Successful investing requires looking past the obvious. Buying leading cloud computing stocks could make you a lot of money, but the Microsoft# and Amazon stories are hardly new. What is less obvious is how commercial real estate will have to be repurposed, as we shop in stores less or work from home more. What happens to center city parking garages if we stay home more? Who benefits or loses from the logistical changes needed to get everything you want to you faster and faster? With airline travel down and borders closed, what will vacations look like in the future? How will higher education evolve? Schools have to reopen this fall. That will require some ingenuity. Split shifts? Maybe. Just as omnichannel has changed retail, a mixture of Internet and in-classroom teaching will change how we learn. Just as in the business world, some will adapt better than others.

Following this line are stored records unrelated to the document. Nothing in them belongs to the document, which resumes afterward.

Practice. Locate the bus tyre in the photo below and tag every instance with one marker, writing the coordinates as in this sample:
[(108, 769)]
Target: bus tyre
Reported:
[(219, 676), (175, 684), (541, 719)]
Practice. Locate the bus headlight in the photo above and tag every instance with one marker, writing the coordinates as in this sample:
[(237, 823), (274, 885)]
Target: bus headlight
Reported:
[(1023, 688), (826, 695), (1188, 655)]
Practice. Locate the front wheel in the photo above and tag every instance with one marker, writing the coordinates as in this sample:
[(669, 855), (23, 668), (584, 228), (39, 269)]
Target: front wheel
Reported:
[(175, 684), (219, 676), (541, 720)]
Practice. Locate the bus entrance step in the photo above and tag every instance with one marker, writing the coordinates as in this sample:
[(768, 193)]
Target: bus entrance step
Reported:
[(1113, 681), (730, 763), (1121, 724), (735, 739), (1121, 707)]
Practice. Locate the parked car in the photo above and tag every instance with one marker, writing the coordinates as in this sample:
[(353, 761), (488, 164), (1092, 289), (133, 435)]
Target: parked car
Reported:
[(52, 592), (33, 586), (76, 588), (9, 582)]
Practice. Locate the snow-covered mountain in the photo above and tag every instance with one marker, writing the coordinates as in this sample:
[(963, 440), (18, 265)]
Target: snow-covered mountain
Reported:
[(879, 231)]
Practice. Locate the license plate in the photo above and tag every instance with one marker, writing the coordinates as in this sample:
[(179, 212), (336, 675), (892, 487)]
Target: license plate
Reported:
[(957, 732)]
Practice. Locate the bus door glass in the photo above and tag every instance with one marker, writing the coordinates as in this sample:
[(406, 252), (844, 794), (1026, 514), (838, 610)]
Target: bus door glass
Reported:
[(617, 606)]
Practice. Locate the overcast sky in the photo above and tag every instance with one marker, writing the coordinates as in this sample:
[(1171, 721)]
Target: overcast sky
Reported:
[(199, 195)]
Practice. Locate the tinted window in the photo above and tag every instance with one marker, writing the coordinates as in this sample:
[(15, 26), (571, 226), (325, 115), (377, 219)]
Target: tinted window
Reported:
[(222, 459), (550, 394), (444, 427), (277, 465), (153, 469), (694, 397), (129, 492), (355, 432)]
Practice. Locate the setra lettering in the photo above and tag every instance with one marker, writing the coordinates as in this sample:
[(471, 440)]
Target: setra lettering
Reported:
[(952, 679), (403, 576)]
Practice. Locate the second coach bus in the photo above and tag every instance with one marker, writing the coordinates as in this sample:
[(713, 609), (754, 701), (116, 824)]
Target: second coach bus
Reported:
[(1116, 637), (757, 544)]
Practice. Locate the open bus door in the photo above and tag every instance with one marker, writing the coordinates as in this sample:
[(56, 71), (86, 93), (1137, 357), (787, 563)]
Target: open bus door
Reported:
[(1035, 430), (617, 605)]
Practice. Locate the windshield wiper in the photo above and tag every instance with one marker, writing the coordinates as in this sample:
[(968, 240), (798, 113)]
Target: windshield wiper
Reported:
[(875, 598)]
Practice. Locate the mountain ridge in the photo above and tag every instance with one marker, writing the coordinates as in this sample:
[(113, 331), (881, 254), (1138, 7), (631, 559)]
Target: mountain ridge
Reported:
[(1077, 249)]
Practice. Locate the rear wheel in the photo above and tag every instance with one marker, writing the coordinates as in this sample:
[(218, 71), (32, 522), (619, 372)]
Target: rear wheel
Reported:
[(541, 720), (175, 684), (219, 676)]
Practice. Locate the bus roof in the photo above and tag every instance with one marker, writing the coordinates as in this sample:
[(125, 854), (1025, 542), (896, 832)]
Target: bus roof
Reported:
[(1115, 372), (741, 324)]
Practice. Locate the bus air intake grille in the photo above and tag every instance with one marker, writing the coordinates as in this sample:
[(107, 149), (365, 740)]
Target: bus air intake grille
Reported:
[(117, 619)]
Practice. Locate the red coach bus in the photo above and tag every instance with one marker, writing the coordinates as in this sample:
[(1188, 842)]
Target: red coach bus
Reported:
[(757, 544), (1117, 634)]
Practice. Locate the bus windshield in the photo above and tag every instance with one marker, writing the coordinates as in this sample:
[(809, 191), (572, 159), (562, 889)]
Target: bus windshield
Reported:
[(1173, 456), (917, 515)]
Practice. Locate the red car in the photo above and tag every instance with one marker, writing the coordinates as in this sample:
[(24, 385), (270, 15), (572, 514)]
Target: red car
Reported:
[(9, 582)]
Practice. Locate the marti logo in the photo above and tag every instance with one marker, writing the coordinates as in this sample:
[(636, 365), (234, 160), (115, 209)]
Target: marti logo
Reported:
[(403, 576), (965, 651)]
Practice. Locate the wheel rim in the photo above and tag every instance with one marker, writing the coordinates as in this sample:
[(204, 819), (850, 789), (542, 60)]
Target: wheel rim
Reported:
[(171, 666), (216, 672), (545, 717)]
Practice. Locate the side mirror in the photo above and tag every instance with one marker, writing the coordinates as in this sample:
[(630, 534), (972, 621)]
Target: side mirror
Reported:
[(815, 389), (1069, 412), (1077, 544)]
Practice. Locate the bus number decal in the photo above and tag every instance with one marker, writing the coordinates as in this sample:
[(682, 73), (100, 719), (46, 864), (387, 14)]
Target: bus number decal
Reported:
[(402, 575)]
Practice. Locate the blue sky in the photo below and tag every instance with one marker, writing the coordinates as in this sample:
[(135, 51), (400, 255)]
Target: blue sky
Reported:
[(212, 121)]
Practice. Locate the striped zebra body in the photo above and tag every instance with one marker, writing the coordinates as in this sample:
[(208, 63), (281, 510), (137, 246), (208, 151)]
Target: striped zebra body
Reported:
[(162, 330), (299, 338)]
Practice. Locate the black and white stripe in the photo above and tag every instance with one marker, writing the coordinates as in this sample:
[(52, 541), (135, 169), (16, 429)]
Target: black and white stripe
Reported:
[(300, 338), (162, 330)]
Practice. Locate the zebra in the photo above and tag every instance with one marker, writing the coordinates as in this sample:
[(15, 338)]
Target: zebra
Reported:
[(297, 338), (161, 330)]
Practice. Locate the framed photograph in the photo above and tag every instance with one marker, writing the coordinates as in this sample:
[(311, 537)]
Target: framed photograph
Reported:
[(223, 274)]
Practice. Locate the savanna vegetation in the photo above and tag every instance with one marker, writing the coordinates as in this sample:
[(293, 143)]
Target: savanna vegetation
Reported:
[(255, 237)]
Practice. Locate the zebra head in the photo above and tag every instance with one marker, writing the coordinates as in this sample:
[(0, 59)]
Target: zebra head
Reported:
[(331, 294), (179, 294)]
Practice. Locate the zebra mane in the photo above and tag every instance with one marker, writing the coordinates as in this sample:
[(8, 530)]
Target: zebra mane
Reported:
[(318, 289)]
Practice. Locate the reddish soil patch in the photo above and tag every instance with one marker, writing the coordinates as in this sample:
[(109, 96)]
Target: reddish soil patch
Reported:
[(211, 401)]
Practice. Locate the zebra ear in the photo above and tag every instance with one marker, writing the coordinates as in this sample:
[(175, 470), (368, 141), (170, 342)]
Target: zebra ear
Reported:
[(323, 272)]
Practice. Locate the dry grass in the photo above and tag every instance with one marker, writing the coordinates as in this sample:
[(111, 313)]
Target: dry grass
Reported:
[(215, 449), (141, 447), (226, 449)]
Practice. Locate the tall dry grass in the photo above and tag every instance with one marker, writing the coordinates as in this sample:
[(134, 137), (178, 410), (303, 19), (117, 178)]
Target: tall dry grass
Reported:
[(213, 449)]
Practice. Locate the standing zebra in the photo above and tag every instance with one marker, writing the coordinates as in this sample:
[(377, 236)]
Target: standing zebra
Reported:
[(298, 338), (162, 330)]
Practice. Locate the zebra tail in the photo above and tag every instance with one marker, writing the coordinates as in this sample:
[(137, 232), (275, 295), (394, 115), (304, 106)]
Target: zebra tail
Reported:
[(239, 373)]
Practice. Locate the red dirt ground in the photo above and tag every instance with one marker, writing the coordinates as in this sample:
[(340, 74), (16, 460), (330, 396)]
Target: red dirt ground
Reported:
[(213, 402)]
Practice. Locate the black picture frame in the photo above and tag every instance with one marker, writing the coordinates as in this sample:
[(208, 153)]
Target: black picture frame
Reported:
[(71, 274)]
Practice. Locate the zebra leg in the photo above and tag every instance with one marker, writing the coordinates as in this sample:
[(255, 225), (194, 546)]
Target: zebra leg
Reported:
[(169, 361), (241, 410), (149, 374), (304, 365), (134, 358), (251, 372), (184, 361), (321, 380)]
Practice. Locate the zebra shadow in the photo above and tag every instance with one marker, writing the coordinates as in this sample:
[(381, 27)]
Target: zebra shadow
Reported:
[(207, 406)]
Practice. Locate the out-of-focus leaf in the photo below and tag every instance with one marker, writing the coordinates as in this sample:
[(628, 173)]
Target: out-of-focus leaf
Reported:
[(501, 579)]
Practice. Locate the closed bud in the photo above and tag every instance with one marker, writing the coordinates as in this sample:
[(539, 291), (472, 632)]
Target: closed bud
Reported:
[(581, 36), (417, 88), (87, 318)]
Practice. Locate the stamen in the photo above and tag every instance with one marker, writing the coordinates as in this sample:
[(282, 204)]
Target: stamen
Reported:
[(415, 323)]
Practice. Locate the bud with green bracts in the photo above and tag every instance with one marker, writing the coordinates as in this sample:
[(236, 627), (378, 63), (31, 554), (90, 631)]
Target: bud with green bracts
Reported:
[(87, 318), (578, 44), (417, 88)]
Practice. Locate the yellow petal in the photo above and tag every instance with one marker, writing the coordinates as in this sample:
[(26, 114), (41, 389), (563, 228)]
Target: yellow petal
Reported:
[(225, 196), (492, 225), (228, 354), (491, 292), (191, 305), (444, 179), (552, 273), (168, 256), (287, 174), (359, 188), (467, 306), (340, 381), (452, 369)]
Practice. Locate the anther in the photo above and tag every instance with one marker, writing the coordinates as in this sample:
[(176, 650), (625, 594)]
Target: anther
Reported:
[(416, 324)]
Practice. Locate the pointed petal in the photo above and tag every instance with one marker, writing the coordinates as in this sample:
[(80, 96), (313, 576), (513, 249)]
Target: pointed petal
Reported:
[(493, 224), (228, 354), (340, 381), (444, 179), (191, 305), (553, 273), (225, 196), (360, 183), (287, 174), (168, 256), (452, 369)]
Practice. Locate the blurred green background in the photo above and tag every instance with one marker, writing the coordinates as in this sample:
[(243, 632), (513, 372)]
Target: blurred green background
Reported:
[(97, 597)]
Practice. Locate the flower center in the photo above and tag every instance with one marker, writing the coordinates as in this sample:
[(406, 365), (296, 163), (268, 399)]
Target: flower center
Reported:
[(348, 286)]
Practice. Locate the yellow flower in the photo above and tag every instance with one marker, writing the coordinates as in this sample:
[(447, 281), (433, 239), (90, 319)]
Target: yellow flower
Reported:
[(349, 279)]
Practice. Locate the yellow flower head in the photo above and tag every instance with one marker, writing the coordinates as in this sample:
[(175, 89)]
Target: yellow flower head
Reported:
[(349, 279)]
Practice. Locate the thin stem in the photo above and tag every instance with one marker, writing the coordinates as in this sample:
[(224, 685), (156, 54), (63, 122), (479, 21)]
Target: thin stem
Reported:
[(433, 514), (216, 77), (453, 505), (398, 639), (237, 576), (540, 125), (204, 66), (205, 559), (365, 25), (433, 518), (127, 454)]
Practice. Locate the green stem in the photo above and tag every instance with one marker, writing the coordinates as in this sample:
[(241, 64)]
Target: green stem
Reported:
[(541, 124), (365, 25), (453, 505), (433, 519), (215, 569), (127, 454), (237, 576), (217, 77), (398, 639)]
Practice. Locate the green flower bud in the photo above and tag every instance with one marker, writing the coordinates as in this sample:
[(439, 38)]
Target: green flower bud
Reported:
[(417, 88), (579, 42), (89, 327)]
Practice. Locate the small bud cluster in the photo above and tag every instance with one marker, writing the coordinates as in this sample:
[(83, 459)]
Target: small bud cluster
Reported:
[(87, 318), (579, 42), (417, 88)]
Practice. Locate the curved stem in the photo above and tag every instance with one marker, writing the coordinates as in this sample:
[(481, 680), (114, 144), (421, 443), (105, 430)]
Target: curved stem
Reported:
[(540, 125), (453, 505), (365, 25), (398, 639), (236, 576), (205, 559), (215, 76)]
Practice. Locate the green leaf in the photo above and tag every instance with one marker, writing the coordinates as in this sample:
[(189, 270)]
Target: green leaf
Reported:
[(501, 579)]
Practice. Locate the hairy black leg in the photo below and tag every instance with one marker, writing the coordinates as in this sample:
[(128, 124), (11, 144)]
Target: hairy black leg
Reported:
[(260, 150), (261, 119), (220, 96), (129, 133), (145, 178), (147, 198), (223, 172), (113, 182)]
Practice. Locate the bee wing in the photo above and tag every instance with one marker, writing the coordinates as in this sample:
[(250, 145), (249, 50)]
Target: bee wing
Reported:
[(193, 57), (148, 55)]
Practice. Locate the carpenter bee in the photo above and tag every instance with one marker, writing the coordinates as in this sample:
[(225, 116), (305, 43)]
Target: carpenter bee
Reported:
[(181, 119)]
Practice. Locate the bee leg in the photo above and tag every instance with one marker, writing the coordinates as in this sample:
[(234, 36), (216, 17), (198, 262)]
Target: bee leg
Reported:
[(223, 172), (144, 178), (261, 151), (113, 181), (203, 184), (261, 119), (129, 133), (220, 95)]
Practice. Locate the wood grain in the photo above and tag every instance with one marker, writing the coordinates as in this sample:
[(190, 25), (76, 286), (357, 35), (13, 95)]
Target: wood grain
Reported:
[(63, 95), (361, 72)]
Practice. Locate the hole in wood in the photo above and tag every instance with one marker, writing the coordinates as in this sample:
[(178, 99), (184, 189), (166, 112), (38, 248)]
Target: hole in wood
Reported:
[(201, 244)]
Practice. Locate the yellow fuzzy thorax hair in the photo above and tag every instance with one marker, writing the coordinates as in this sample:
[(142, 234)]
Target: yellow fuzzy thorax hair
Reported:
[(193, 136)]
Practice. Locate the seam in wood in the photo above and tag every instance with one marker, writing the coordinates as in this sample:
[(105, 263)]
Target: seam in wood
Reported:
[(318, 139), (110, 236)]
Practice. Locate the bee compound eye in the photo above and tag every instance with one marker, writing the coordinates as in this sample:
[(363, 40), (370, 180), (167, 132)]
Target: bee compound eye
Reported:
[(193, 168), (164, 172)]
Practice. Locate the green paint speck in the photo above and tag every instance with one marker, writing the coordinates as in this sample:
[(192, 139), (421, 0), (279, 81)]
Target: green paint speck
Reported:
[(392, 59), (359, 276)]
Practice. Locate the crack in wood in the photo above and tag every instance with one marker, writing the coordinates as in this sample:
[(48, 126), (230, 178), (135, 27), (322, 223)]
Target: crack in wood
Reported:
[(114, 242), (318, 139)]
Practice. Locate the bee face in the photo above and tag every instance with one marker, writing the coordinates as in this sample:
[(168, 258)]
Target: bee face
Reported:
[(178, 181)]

When talking pictures replaced silent movies, some studios and film stars saw their careers quickly end. If there is one futurist statement that I am confident of, it is the acceleration of change in higher education and the attendant failure of a large number of colleges and universities. If there is a second, it would be an acceleration of changes already in place for how we care for our elderly. Technology and telemedicine will mean more care is done in home and away from traditional institutional care settings like nursing homes.
June is normally a quiet month. Friday, we will see the worst unemployment numbers we are likely to see. Corporate results for the second quarter will depend on the pace of reopening in June. We won’t know those numbers for several more weeks. Washington will debate the next level of economic support, but the urgency of March and April has dissipated. Medically, assuming no sudden spike in Covid-19 cases, we are likely to see some progress on the vaccine front, but no change in the timetable. As always, how the facts match up to expectations will determine where the market goes from here. The fact that optimism is high increases risk some, but the likelihood that truth varies wildly from expectations isn’t high.
Today, Heidi Klum is 47. Morgan Freeman is 83.